Now imagine; thousands and thousands of subprime ‘bad’ loans, formed into CDOs, which appear to be worth billions of dollars but will become worthless in time because the homeowners weren’t able to pay their debt in the first place.
You realise that this bubble was a ticking time bomb
So far, the winners in this story (multi-billion profiteers) are of course the lenders and the investment banks. But the story does not end here…Oh hell no it doesn’t, shit has yet to hit the fan.
To make matters worse, investment banks bribed major rating agencies (Moody’s, Standard & Poor’s and Fitch) to rate their CDOs with a AAA rating, the highest possible rating a; stock, option, obligation or any other stock item can receive.

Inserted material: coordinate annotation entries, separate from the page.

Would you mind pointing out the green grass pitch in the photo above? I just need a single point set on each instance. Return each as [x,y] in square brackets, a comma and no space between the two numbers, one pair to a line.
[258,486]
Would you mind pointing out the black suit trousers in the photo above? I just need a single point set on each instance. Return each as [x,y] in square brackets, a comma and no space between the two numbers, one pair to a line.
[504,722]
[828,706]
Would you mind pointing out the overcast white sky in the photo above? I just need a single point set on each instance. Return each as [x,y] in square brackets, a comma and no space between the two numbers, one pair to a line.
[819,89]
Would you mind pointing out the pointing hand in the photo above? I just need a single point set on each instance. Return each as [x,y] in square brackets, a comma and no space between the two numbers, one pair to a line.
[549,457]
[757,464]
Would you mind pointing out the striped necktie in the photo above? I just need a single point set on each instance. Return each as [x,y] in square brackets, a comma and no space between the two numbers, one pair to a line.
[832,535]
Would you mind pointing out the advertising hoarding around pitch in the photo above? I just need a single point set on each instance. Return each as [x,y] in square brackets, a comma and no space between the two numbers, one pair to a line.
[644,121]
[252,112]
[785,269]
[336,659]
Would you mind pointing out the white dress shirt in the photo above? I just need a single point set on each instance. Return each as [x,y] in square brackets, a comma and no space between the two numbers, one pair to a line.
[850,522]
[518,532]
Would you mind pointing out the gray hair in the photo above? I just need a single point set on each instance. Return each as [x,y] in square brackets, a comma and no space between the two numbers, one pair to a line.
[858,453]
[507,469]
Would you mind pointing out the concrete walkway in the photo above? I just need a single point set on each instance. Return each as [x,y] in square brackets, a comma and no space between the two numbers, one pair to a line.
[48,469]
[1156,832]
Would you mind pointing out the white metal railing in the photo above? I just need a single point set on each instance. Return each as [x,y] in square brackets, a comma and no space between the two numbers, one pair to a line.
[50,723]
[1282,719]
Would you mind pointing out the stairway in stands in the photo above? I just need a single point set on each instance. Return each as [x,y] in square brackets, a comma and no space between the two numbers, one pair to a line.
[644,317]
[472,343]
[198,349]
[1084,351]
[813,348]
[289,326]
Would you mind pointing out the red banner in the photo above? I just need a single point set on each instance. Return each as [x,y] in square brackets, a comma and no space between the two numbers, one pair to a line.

Even CDOs that were made out of bad loans were sometimes rated as AAA.
Note: Ratings are ranked as followed: AAA, AA or A, BBB, BB or B, CCC, CC or C and so on. BB is considered junk. (Dutch government: AAA, Greek government: BBB/BB)
Because of the AAA rating, retirement funds (even the smallest ones in The Netherlands) and investment groups (e.g. Robeco) worldwide were now allowed to invest money in these so-called CDOs, even the fake AAA rated ones.
Now of course investors wanted to secure their CDOs and insured their CDOs with so-called Credit Default Swaps (CDS), meaning; Investors paid security and insurance company AIG a quarterly payment and in return, AIG pays back the value of the insured CDOs once they go bad. And again, these Credit Default Swaps were made by the dozens.

You don’t have to be an economist to understand that AIG now has thousands and thousands of subprime loans insured and as soon as this bubble explodes and people aren’t able to pay their debt, the true loser in this picture would of course be AIG…
The money flow I described above is called “The Securitization Food Chain”, a simple loan selling system that was blown out of proportion because of the multi-billion dollar mortgages abuse.
Understanding this system will make you realise what happens when (until now) 10 million American households can’t afford their (lets say average) $150.000.00,- home mortgage. CDOs made out of mortgages instantly lost 1.5 trillion ($1.500.000.000.000,-) dollar in value. Some analysts say that the mortgage-market alone lost 2 trillion dollar to these Securitization Food Chains.
During this period, CEOs from major financial companies like the [Investment Banks: Goldman Sachs, Morgan Stanley, Lehman Brothers, Merrill Lynch, Bear Stearns] [Financial conglomerates: Citigroup, JP Morgan] [Security and Insurance: AIG, MBIA, AMBAC] and [Rating agencies: Moody’s, Standard & Poor’s, Fitch] earned more than 2 billion dollars in bonuses.
Of course this was just the tip of the iceberg, perhaps I’ll follow-up on this with a detailed post on how we saw trillions of dollar disappear, vanish and vaporize from the face of the earth… It might be fun to know what we could’ve had and how our economy could’ve looked like!